Multichannel deconvolution with long-range dependence: A minimax study

• Estimating the unknown response function in the multichannel deconvolution model.
• Long-range dependent Gaussian or sub-Gaussian errors are both treated.
• Minimax lower bounds for the quadratic risk are derived.
• Adaptive asymptotically optimal wavelet estimator of the response function is constructed.

We consider the problem of estimating the unknown response function in the multichannel deconvolution model with long-range dependent Gaussian or sub-Gaussian errors. We do not limit our consideration to a specific type of long-range dependence rather we assume that the errors should satisfy a general assumption in terms of the smallest and largest eigenvalues of their covariance matrices. We derive minimax lower bounds for the quadratic risk in the proposed multichannel deconvolution model when the response function is assumed to belong to a Besov ball and the blurring function is assumed to possess some smoothness properties, including both regular-smooth and super-smooth convolutions.

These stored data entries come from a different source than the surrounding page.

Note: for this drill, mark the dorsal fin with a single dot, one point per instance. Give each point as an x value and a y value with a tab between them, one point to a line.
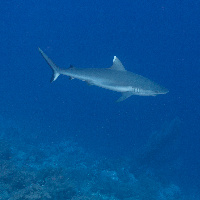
117	65
71	67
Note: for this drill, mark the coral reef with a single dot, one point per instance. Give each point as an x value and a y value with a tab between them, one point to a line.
65	171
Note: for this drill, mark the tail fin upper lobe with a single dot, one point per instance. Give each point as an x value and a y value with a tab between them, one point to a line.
54	68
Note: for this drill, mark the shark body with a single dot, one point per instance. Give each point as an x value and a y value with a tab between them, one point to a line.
115	78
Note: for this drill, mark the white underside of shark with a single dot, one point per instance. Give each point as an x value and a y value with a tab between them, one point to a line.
115	78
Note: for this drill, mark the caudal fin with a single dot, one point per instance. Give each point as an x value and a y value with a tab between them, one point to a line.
54	68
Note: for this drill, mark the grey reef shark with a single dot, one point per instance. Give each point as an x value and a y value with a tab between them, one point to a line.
115	78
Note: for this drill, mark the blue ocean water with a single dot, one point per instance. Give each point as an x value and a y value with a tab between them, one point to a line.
157	39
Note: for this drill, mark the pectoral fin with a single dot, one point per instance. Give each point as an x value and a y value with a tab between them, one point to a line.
124	96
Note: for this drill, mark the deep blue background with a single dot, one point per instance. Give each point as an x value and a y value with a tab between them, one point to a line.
157	39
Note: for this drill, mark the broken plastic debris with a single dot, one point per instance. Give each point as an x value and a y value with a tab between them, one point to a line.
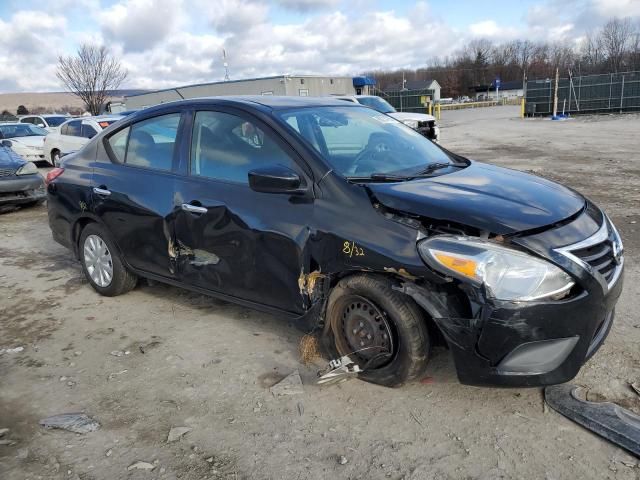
73	422
141	466
176	432
289	385
338	370
606	419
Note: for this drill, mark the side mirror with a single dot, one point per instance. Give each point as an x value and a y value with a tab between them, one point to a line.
275	179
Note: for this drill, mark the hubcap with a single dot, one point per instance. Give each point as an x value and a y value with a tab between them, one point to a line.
367	332
97	260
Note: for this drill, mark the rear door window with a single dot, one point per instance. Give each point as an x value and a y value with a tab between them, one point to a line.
149	144
74	128
88	131
118	144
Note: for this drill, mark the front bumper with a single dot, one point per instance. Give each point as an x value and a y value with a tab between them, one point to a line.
539	343
535	344
16	190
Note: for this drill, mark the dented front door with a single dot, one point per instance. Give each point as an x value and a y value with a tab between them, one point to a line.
242	243
229	238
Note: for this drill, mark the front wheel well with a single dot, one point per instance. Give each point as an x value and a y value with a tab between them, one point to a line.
397	283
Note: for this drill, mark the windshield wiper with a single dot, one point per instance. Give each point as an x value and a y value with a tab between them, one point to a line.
381	177
436	166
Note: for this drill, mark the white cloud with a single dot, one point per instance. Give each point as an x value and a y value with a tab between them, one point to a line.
308	5
167	43
27	61
141	24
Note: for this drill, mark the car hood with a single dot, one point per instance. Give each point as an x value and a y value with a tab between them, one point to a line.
36	141
485	197
418	117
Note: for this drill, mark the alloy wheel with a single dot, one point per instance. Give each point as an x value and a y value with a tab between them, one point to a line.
98	261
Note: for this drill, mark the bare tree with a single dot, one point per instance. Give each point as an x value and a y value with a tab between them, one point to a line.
91	74
615	37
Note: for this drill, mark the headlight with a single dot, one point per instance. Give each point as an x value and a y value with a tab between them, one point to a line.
27	169
508	274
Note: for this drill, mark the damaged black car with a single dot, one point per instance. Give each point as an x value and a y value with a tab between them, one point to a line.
370	236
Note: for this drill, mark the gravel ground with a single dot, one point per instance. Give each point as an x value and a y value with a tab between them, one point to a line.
201	363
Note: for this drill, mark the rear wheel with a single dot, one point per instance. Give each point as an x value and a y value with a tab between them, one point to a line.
379	328
102	264
55	158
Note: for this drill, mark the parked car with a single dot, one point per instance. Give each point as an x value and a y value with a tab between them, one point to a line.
26	140
51	122
20	182
74	134
423	123
374	238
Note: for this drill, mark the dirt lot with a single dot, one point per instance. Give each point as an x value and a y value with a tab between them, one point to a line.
204	364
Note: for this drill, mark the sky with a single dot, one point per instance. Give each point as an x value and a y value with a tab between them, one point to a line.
168	43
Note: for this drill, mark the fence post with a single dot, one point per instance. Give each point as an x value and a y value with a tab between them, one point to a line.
622	94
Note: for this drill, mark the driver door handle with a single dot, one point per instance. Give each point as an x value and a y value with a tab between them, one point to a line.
101	191
187	207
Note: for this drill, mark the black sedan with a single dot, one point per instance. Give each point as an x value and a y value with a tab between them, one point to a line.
20	182
368	234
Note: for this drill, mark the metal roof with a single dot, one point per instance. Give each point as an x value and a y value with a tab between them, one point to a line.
224	82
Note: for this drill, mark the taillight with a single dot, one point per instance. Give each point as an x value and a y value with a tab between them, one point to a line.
53	174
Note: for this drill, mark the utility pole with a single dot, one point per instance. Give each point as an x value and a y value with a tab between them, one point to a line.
226	65
555	95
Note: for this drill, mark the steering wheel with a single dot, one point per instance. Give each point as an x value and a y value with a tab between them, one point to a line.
378	147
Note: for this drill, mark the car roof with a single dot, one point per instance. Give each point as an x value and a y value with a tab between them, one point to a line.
97	118
271	102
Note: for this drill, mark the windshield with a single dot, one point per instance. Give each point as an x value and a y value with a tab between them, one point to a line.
22	130
358	142
376	103
56	121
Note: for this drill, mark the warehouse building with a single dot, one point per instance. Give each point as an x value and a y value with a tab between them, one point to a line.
288	85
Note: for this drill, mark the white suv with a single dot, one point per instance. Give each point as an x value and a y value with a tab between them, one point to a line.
75	134
50	123
423	123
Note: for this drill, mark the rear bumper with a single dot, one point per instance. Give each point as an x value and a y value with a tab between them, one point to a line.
533	344
22	189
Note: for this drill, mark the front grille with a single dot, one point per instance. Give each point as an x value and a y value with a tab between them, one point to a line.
600	257
601	254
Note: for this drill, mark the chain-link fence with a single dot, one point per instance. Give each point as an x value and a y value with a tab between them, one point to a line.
606	93
407	100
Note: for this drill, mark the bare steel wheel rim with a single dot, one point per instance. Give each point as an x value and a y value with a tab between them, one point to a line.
365	332
98	261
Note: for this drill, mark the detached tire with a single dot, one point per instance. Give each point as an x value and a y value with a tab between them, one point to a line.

Furthermore, we propose an adaptive wavelet estimator of the response function that is asymptotically optimal (in the minimax sense), or near-optimal (within a logarithmic factor), in a wide range of Besov balls, for both Gaussian and sub-Gaussian errors. It is shown that the optimal convergence rates depend on the balance between the smoothness parameter of the response function, the kernel parameters of the blurring function, the long memory parameters of the errors, and how the total number of observations is distributed among the total number of channels. Some examples of inverse problems in mathematical physics where one needs to recover initial or boundary conditions on the basis of observations from a noisy solution of a partial differential equation are used to illustrate the application of the theory we developed. The optimal convergence rates and the adaptive estimators we consider extend the ones studied by Pensky and Sapatinas, 2009 and Pensky and Sapatinas, 2010 for independent and identically distributed Gaussian errors to the case of long-range dependent Gaussian or sub-Gaussian errors.